Ça me déconcerte quand même un peu : quel crédit doit-on donner à ces
récits ?
Le premier, Gérard Dupont est donc une fausse identité sous laquelle se
promène « mon » Charlotte de patron au Koweït. Et il aurait fait l’amour avec
ma mère le soir de l’invasion irakienne, sur le bord de l’autoroute entre la
frontière et la capitale du pays. Une autoroute surnommée plus tard «
l’autoroute de la mort » où les troupes irakiennes ont été taillées en pièces
par l’aviation coalisée au moment de leur repli en Irak : une épouvantable
hécatombe à l’occasion de la « bataille des 100 heures ».
Et il reste un témoin de cet épisode nocturne là : la stagiaire qui y a
participé.
Je la rencontre dans les jours qui suivent. Identifiée par le logiciel de
la Cisa comme la PD-G de l’entreprise de cartonnage de son père, située à
Palaiseau. Elle a fait Science-po et l’Essec avant de faire carrière dans une
banque, puis chez un courtier en assurances.
Son métier actuel consiste à se faire livrer du carton ondulé sur lesquels
elle imprime des logos sur une face, cartons que l’on coupe, cisaille et
prépare à être pliés, en format de cagettes ou de boîtes américaines d’archive
pour être ensuite livrés à plat sur palettes filmées : ça craint l’humidité !

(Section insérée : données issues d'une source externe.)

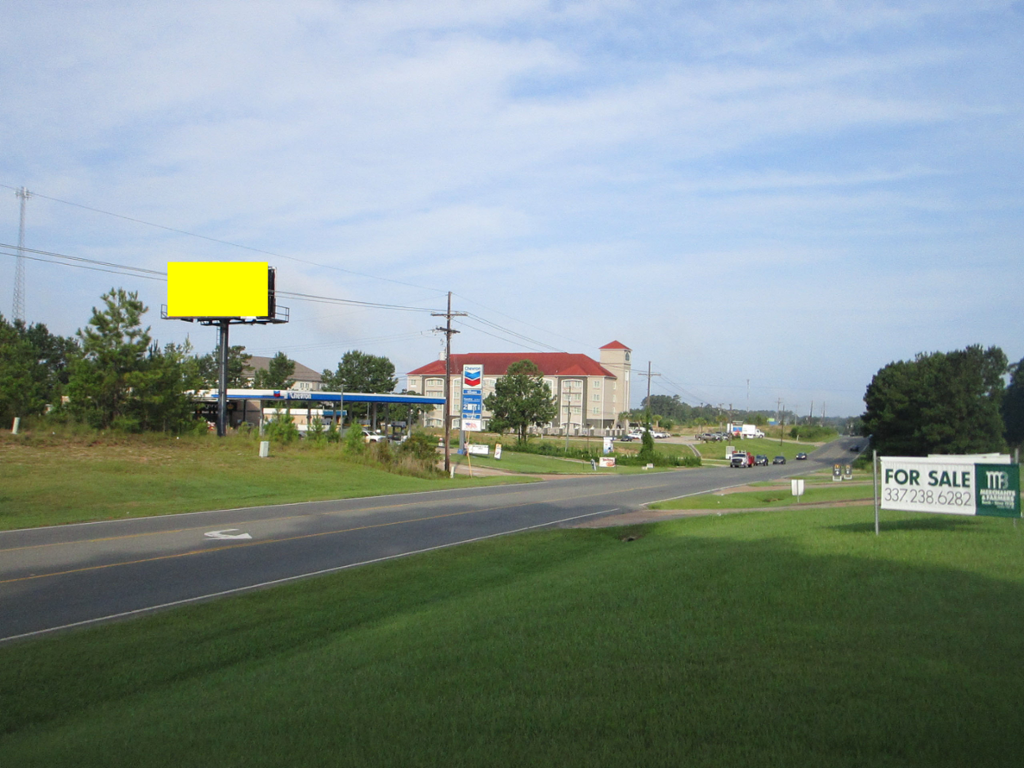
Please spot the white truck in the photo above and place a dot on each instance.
(743, 430)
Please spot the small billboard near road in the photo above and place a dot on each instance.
(472, 398)
(218, 289)
(986, 484)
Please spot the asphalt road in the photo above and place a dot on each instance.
(72, 576)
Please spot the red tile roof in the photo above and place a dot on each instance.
(497, 364)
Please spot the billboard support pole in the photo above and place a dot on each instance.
(875, 485)
(222, 393)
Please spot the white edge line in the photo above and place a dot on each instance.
(286, 580)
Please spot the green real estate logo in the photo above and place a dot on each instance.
(997, 489)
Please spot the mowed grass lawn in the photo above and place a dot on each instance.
(760, 639)
(61, 480)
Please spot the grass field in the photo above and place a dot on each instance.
(60, 480)
(761, 639)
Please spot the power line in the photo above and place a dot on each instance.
(223, 242)
(306, 297)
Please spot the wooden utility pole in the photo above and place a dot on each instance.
(648, 375)
(448, 331)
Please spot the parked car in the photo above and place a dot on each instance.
(739, 459)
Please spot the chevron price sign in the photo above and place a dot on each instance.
(472, 398)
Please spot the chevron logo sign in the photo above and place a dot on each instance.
(472, 377)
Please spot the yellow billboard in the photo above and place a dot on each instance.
(217, 289)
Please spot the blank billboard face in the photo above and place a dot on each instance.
(217, 289)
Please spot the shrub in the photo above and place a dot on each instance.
(282, 428)
(420, 445)
(355, 443)
(316, 434)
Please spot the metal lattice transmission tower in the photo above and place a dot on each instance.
(18, 309)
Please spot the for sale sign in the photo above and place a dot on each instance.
(952, 484)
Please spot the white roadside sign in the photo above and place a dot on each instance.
(986, 484)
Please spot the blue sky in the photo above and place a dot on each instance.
(790, 194)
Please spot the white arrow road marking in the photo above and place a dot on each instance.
(226, 534)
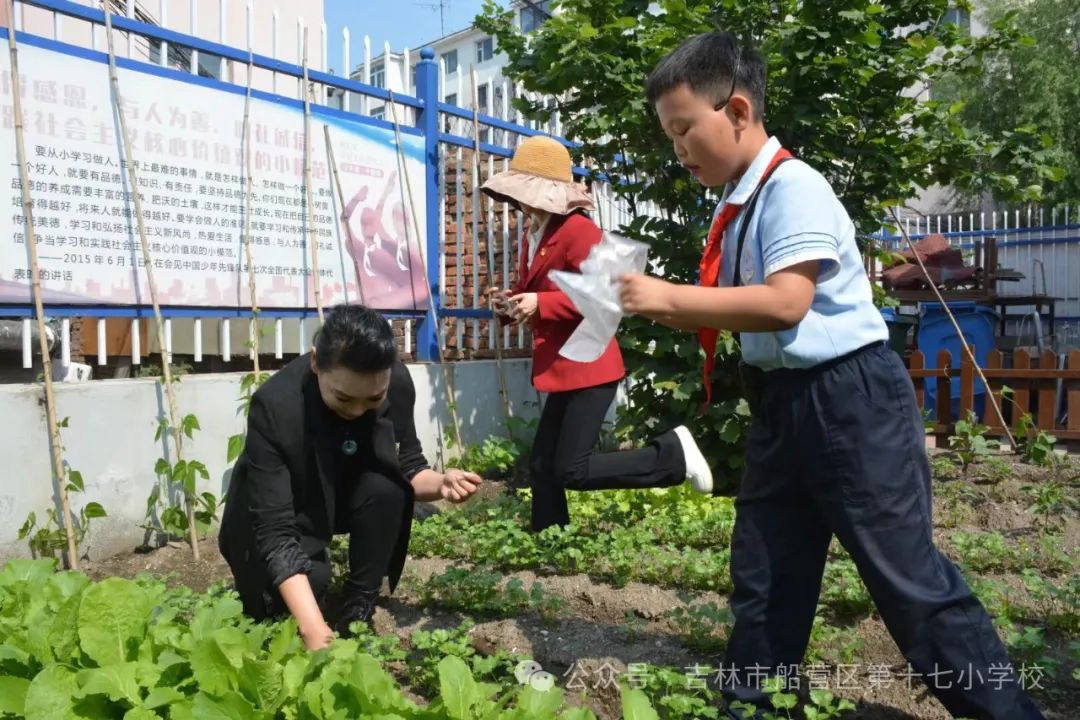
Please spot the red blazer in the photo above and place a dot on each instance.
(565, 245)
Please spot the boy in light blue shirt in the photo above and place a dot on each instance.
(836, 446)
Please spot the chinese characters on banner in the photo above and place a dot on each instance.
(187, 146)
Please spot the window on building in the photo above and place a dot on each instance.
(485, 50)
(534, 14)
(450, 62)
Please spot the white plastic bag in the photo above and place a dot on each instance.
(595, 294)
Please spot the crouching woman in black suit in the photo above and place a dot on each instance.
(332, 448)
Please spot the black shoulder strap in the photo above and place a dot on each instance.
(748, 215)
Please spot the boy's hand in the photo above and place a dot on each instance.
(645, 295)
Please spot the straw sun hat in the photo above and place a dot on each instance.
(540, 176)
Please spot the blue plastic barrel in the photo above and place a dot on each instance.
(936, 333)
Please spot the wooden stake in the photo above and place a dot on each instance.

Mariée, mère de famille, très BCBG Neuilly-Auteuil-Passy sur elle, elle a
gardé son emplanture de cheveux très haut sur le front, presque la moitié du
crâne, qui lui donne l’allure d’un insecte et ses petits yeux verts rajoutent à
l’effet ainsi provoqué.
Mais elle est charmante et me réclame l’anonymat avant de confirmer
l’épisode.
Effectivement, ils sont allés sur l’insistance du photographe français
jusqu’aux abords de la frontière où tout était pourtant calme jusqu’au petit
matin, même si l’atmosphère politique et diplomatique était particulièrement
tendue à ce moment-là : tout le monde pensait qu’une solution diplomatique
finirait par s’imposer entre les deux pays, aidés par quantité de « messagers
de la paix » venus de toutes parts du monde arabe.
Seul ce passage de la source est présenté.